Zayn akurat kończył czyścić dywan, na którym było najwięcej szkła. Zaproponował, że to on zaniesie Mike'a, ale dziewczyna mu odmówiła. Chwyciła dziecko na ręce. Otworzyła sobie lekkim kopniakiem drzwi do pokoju Mike'a. Położyła go na jego łóżku i przykryła kołdrą.
- Zoe, zostań... - Poprosił zaspanym głosem.
- Myślałam, że śpisz... - zdziwiła się.
- Nie... Zostaniesz? - spytał.
- Mikey, Zayn czeka na dole. - powiedziała. - Zostawię drzwi otwarte, jak coś się stanie zejdź do nas na dół. Będziemy albo w kuchni, albo w salonie.
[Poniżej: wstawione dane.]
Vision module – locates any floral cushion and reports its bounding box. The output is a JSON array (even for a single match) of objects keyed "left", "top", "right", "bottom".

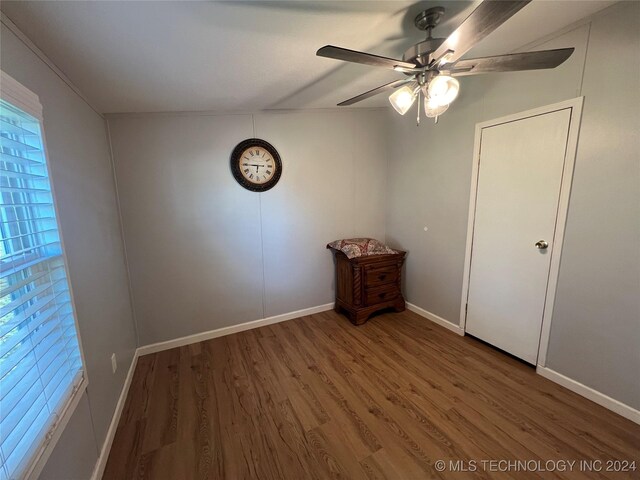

Dobrze?
- No dobrze. - opadł główką na poduszkę. - I zapal światło na korytarzu, okay?
- Okay. Dobranoc Mike. - cmoknęła go w czoło i wyszła.
Zayn wyrzucił śmieci i upewnił się, że nigdzie nie ma ani kawałeczka szkła, czy czegokolwiek. Usiadł na kanapie. Wiedział, że Zoe domyślała się co było powodem tego bałaganu.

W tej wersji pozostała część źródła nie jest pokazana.